Thanks again to all my readers, friends and family who support me in the adventures of Shatoosh and Pashmina.

Sunday, February 14, 2010

The Snake and Upper Columbia Rivers or Bust

Today is Valentine's Day and the loves of my life are Shatoosh and Pashmina. Together we make up a special team and have many adventures. I am making effort everyday to implement planning into my summer cruise. The culmination of a decade of cruising on Shatoosh starting first in the Bay area, the Bay rivers, the Sacramento and San Joaquin Delta, the Lower Columbia, the Willamette and finally the Upper Columbia and Snake Rivers. As I have mentioned before in this blog, by the completion of this trip I will have cruised all the navigable rivers on the West Coast, approximately 70. There may be a few I have missed, but I doubt it.

All the needed charts are installed into my HP mini net book and SEACLEAR II is reading them well and I am becoming more familiar with all the features of this wonderful and free program. I have compiled over 80 charts into 5 groups; 1. is for the Snake and Upper Columbia, 2. is for the Lower Columbia-Bonneville dam to Astoria, 3. is for the Washington Coast, 4. is for the Straits of Juan de Fuca to Olympia and 5. is for the San Juan and the Gulf Islands. Next, I will be creating waypoints that will be saved and used for navigating. Marinas have been selected based on fuel, pump-out,ice and food needs and have been logged in as "positions".

Crew members have been selected: Joyce, my ole sailing buddy from Hawaiian/Delta/Columbia River days and Ann, from many trips on Shatoosh and recently from our trip on the Lady Washington. Linda, is considering following us in her RV Roadtrek and swapping off crew for some river time.

I have decided to have a trucking company(Norgard) haul Shatoosh. While it will be more costly, it will be far simpler.

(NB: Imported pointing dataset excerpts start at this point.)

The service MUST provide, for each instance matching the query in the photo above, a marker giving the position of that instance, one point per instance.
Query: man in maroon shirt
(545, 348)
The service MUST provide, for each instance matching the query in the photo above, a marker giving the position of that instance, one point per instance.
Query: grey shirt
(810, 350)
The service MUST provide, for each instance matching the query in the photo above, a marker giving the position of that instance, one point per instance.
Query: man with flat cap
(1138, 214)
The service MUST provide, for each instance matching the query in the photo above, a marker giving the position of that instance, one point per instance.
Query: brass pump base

We will haul out in Scappoose Bay, Oregon about 9 nm downriver from the marina where we berth. We will launch on the Snake River at Clarkston,WA/ Lewiston,ID. The Snake being 140 miles to Clarkston-Lewiston. The Columbia from Portland to the Snake is 225 miles for a total of 356 miles.

Thursday, February 11, 2010

Persistence Pays Off

11 Feb 2010: Thursday

Yesterday I decided to see what was available for search engines to find my long-lost friends from the Delta, Conrad and Juanita. I have been through this process many times before since 2007, when I lost track of them.

Bonanza, I was able to connect with a family member in California and leave my phone number. It is a miracle to find a relative and not be able to find the individuals I was looking for. This morning they called me and what a joyous reunion we had on the phone. They told me several days ago they felt I must be looking for them as they felt me in their presence. No kidding. Life continues to be full of miracles.

They live up in Snake River Country during the summer months. How convenient is this? We will definitely have to rendezvous sometime this summer. What wonderful timing and I am glad that I continued searching.

Go to Archive section dated 26 July 2008 to read about my Fabulous Crew Conrad and Juanita.

Wednesday, February 10, 2010

Planning Continues

10 Feb 2010

I have been very busy with planning for my summer adventure of running down the Snake and upper Columbia rivers. I spoke with my nautical guru, Captain Dan on the Whiskyjack, about adding new charts to my SeaClear program. I was having problems remembering how to get them auto calibrated. True to form he came through, again, with valuable information that I have written down and am keeping it in a safe place for future use.

There is nothing like having usable information. Armed with fresh knowledge I set forth collecting all the NOAA charts from the Snake river down to the Bonneville Dam and calibrating them. Now my HP mini is loaded and the charts are viewable. This is just the greatest success.

In addition to those charts, I added all the puget sound/san juan island and gulf island charts.I have also narrowed my choices of marinas in the Puget Sound area for when I bring Shatoosh "up north", as they say.